History of Breast Implants

Silicone polymers may be produced in a variety of forms including oil, gels, or elastomers (rubber). The physical state is determined by the degree of chemical cross-linking. Cross-linking occurs between vinyl and hydrogen groups on silicon atoms. Silicone oils are straight chains of PDMS without cross-linking and are insoluble in water. PDMS will remain in liquid form indefinitely. Silicone gels consist of cross-linked (of various degree) PDMS chains together with variable amounts of PDMS liquid. It is important to keep in mind that the majority of silicone gel is silicone oil within the confines set by the PDMS gel matrix. The ratio of silicone liquid to gel is controlled by manufactures to control the viscosity of the gel. Elastomers of silicone have high degrees of cross-linking and almost no PDMS oil. Breast implant shells, both silicone and saline filled, consist of a vulcanized silicone elastomer that is reinforced with silica for increased strength.1 In an effort to reduce gel bleed from silicone filled devices, phenyl or triflouropropyl groups are bonded to the shell to decrease the shell permeability to PDMS oil.2,3 These "low bleed" implant shells with "barrier coating" are characteristic of current 3rd ,4th and 5th generation implants (discussed later).

Manufacturing and Materials

Prior to the development of prosthetic breast implants numerous materials were trialed for the purpose of augmenting the female breast. Up until the 1950's materials included autogenous fat and dermal grafts, fat injections, paraffin injections, insertion of glass balls, ivory, rubber, and terylene wool.4,5 These materials frequently led to infection, tissue necrosis and firmness of the breast. The autogenous materials were uniformily troubled by resorption. The 1950-1960's saw the use of many other products.
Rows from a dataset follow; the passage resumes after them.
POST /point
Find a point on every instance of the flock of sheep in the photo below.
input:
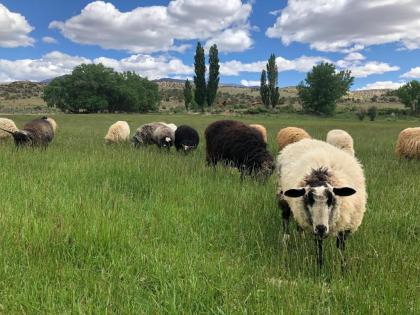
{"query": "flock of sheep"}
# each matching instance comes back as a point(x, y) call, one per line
point(320, 183)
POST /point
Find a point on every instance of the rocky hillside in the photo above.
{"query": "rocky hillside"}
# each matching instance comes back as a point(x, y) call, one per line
point(21, 90)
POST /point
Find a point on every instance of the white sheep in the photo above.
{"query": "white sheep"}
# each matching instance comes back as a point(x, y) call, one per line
point(290, 135)
point(158, 133)
point(408, 143)
point(341, 139)
point(118, 132)
point(9, 125)
point(324, 188)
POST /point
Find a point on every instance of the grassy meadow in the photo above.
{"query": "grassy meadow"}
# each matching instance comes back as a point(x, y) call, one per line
point(88, 228)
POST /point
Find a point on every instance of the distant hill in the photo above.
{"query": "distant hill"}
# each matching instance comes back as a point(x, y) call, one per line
point(21, 89)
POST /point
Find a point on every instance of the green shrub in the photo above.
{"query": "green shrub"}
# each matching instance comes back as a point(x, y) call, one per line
point(361, 113)
point(372, 112)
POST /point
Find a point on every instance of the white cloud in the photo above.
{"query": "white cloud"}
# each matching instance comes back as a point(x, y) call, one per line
point(414, 73)
point(354, 56)
point(348, 25)
point(157, 28)
point(235, 67)
point(148, 66)
point(49, 40)
point(48, 66)
point(56, 64)
point(380, 85)
point(369, 68)
point(14, 29)
point(250, 83)
point(301, 64)
point(232, 40)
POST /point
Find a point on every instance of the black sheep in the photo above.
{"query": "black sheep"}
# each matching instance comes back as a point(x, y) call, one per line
point(186, 138)
point(38, 132)
point(237, 144)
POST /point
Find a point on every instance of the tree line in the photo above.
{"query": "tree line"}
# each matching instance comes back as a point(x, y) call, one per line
point(93, 88)
point(204, 92)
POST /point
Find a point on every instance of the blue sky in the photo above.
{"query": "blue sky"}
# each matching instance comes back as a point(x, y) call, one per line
point(378, 40)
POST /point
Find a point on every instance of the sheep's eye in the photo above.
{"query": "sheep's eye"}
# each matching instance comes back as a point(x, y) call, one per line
point(310, 199)
point(329, 199)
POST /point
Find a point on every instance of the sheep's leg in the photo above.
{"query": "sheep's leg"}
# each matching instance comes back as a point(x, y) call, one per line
point(285, 214)
point(319, 252)
point(341, 245)
point(211, 162)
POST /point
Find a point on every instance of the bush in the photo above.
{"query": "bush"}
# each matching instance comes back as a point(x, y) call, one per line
point(256, 110)
point(322, 88)
point(372, 113)
point(361, 113)
point(96, 88)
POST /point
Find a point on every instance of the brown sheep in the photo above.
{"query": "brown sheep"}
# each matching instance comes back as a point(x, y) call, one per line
point(7, 128)
point(408, 143)
point(38, 132)
point(290, 135)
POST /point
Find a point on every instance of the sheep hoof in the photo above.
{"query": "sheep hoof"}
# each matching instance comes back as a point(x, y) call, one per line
point(286, 238)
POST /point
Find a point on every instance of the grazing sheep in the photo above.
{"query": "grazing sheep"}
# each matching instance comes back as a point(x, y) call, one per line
point(52, 123)
point(7, 128)
point(290, 135)
point(235, 143)
point(118, 132)
point(172, 126)
point(260, 129)
point(408, 143)
point(38, 132)
point(341, 139)
point(154, 133)
point(324, 188)
point(186, 138)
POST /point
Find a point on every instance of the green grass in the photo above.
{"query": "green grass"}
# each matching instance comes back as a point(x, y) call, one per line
point(91, 228)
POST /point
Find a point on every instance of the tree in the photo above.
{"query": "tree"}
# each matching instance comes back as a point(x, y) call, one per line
point(96, 88)
point(187, 94)
point(200, 76)
point(272, 77)
point(409, 95)
point(213, 82)
point(322, 88)
point(372, 112)
point(264, 92)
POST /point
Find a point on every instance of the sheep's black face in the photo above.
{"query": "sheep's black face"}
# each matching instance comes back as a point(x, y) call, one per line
point(22, 138)
point(320, 204)
point(188, 148)
point(136, 141)
point(265, 167)
point(166, 143)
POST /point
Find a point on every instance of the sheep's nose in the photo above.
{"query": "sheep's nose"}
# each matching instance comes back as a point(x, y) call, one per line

Free injections of hydrocarbons, petroleum jelly, silicone oils, vegetable oils and bees wax were tried and led to many problems including infection, granulomas, fistulas and breast firmness.4,5 During this same time many different types of sponges were developed hoping that soft tissue ingrowth would improve the biocompatibility of these products. Polyvinyl and polyether were the most common sponge materials (figure 2) others included silastic and Teflon. Unfortunately these products were complicated by many of the same problems and were discontinued.
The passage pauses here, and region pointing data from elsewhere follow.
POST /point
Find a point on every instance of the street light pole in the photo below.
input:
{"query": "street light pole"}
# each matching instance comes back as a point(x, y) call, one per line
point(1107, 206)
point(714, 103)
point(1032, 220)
The development of the silicone gel prosthesis in 1962 marked a very important new era in breast surgery. Since Cronin and Gerow6 first reported its use very few other materials have been used for breast augmentation. This is partly due to the success of silicone devices and also by the subsequent FDA regulation of medical devices that was started shortly after the development of silicone gel devices.
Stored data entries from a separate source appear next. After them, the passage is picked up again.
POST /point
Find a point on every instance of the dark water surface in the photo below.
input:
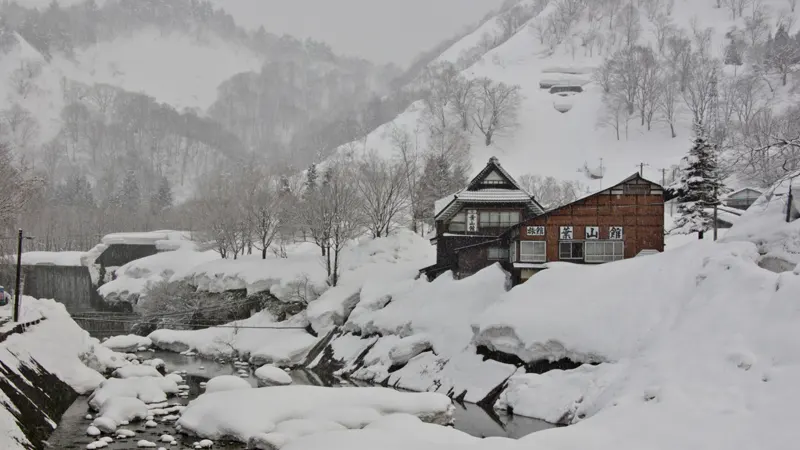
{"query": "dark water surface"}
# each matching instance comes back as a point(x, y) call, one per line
point(71, 431)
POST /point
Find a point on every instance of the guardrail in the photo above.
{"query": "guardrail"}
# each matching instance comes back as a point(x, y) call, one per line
point(20, 328)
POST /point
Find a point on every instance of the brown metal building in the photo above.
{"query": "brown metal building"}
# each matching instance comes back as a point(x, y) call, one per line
point(619, 222)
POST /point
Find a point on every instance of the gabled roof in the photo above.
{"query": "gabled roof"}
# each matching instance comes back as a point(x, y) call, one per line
point(473, 193)
point(492, 165)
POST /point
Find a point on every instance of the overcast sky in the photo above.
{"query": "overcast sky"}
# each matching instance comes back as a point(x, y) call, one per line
point(379, 30)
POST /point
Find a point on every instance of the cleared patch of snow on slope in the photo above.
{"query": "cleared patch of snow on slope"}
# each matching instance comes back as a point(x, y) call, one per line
point(180, 70)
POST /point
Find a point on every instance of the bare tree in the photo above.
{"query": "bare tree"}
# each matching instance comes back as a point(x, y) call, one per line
point(382, 188)
point(701, 87)
point(23, 79)
point(17, 187)
point(496, 108)
point(264, 209)
point(668, 103)
point(756, 26)
point(550, 192)
point(463, 100)
point(629, 24)
point(344, 219)
point(663, 28)
point(408, 154)
point(649, 89)
point(102, 96)
point(615, 114)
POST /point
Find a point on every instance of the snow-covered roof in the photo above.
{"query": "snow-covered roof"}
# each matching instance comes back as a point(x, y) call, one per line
point(493, 195)
point(451, 204)
point(144, 238)
point(744, 189)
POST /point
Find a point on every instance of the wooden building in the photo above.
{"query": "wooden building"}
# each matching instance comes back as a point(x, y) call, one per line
point(491, 203)
point(616, 223)
point(619, 222)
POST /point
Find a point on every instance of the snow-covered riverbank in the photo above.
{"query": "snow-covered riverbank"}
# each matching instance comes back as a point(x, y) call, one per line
point(700, 332)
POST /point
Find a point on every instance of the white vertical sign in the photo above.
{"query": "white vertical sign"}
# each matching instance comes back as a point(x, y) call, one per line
point(472, 221)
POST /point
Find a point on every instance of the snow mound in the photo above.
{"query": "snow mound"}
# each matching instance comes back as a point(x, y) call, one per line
point(127, 343)
point(51, 258)
point(133, 279)
point(261, 337)
point(117, 410)
point(277, 415)
point(370, 265)
point(146, 389)
point(764, 224)
point(226, 383)
point(137, 371)
point(269, 375)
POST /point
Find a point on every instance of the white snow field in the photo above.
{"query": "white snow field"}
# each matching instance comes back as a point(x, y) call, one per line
point(277, 415)
point(550, 143)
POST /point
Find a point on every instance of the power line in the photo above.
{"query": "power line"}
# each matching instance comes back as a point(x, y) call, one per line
point(199, 324)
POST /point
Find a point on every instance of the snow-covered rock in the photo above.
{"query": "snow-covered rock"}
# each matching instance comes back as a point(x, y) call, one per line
point(226, 383)
point(146, 389)
point(269, 375)
point(128, 343)
point(279, 414)
point(137, 371)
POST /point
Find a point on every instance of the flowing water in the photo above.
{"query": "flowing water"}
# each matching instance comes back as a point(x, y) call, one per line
point(71, 431)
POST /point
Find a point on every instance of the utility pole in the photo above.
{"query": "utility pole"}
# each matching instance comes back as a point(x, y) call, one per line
point(19, 276)
point(789, 202)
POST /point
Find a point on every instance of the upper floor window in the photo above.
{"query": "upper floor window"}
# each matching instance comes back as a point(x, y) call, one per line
point(458, 224)
point(498, 253)
point(604, 251)
point(532, 251)
point(499, 219)
point(570, 250)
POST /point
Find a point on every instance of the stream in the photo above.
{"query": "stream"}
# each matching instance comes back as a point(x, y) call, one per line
point(71, 431)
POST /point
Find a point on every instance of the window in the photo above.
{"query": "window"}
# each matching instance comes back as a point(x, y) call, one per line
point(532, 251)
point(497, 253)
point(498, 219)
point(458, 224)
point(570, 250)
point(604, 251)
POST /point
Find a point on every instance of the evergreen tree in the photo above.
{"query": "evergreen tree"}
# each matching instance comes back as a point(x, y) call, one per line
point(162, 198)
point(699, 187)
point(311, 179)
point(438, 181)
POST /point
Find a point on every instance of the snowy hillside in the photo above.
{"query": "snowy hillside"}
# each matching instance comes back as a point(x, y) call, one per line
point(556, 136)
point(146, 62)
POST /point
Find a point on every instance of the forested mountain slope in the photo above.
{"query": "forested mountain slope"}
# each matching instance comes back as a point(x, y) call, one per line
point(634, 76)
point(119, 107)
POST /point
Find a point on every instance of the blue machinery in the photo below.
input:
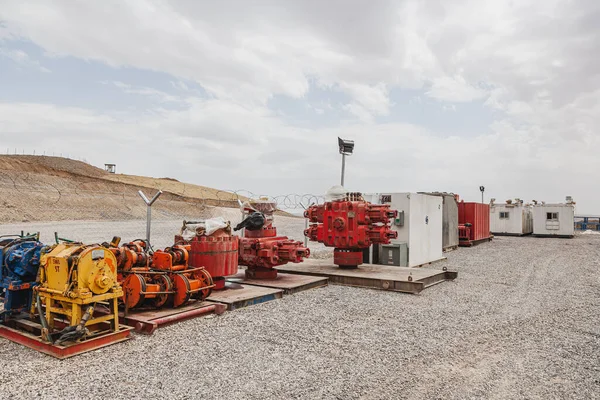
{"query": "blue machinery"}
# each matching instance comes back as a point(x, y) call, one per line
point(20, 261)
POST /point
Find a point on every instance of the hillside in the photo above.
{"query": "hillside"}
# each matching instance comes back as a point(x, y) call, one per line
point(44, 188)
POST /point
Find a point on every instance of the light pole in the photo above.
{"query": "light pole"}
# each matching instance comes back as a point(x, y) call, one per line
point(346, 148)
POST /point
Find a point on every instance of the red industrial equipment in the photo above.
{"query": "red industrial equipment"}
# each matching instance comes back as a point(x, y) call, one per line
point(188, 282)
point(261, 250)
point(350, 225)
point(141, 285)
point(473, 223)
point(217, 252)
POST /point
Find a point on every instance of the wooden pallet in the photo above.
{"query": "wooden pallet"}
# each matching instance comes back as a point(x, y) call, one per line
point(28, 333)
point(236, 296)
point(147, 321)
point(398, 279)
point(289, 283)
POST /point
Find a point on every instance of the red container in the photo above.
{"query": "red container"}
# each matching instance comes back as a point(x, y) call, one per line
point(217, 254)
point(478, 215)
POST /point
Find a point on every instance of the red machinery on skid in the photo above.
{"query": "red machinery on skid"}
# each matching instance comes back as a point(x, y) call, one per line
point(261, 250)
point(141, 285)
point(350, 225)
point(188, 282)
point(217, 253)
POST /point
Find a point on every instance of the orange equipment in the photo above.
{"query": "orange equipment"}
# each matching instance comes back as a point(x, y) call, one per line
point(187, 282)
point(142, 287)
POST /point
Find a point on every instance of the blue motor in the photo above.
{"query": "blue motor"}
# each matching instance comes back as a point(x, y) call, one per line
point(20, 261)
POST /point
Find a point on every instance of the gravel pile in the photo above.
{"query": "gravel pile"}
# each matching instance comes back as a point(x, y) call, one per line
point(521, 321)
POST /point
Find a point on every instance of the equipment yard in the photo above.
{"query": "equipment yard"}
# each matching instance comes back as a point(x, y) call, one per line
point(520, 321)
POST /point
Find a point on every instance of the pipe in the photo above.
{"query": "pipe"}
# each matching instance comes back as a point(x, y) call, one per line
point(46, 330)
point(185, 315)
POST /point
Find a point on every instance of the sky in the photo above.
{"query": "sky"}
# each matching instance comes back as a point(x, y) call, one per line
point(238, 95)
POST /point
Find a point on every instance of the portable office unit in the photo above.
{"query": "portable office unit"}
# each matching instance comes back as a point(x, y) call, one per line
point(449, 219)
point(511, 219)
point(554, 220)
point(419, 227)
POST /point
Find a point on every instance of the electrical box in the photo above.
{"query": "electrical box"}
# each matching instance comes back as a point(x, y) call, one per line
point(419, 227)
point(394, 254)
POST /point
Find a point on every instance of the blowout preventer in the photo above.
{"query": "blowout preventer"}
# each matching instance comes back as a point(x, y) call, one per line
point(212, 246)
point(74, 278)
point(350, 224)
point(188, 282)
point(20, 260)
point(261, 249)
point(142, 287)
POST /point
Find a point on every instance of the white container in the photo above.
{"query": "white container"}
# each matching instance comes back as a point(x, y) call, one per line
point(419, 225)
point(556, 220)
point(511, 219)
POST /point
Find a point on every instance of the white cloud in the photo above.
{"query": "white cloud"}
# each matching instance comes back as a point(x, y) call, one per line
point(455, 90)
point(22, 58)
point(145, 91)
point(535, 65)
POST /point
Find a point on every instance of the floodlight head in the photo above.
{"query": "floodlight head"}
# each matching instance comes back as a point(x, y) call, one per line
point(346, 146)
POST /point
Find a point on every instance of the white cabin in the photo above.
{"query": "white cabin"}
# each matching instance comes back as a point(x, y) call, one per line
point(419, 227)
point(511, 219)
point(556, 220)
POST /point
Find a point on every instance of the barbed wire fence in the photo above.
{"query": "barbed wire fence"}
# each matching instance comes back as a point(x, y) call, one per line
point(92, 210)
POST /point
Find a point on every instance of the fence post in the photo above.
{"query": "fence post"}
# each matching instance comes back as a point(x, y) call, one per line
point(149, 212)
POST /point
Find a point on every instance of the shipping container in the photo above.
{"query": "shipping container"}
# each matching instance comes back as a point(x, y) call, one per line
point(449, 219)
point(511, 219)
point(419, 227)
point(474, 223)
point(554, 220)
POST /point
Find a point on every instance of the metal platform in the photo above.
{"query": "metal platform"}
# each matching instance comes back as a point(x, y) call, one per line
point(510, 234)
point(471, 243)
point(147, 321)
point(289, 283)
point(236, 296)
point(398, 279)
point(28, 333)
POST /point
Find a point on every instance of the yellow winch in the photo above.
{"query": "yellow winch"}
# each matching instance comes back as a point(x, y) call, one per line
point(74, 279)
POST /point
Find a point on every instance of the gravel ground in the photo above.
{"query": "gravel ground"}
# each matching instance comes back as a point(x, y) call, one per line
point(521, 321)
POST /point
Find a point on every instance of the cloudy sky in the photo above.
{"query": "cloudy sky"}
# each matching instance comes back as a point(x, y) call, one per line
point(438, 95)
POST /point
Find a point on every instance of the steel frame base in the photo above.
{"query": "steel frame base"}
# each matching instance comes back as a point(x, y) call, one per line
point(471, 243)
point(147, 321)
point(236, 296)
point(35, 341)
point(510, 234)
point(554, 236)
point(383, 277)
point(289, 283)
Fewer materials has not equated to fewer devices. It has been reported that more than 200 different types of silicone breast implants and expanders have been manufactured in the United States.7 Since the original Silastic gel implant was produced many modifications have been made to the design of these devices. The evolution in design and manufacturing of breast implants has focused on four major areas: characteristics of the shell, characteristics of the filler, shape, and surface configuration.

Any device can be expected to perform different from its counterparts based on its physical and structural properties, and therefore presents a significant challenge when we attempt to retrospectively review the outcomes of breast implant surgery over the last 40 years. To assist in this review, attempt has been made to classify breast implants into generations based on the time period of their development.8-11 This classification system recognizes the evolution and variations in the design that have occurred over time; however, it does not provide the ability to compare outcomes of breast implant surgery based on the time period the surgery was performed. Large overlaps of the periods of manufacturing of a particular device and the continued clinical use of those devices into the period of the next generation of manufacturing prevents this concept from having clinical applicability.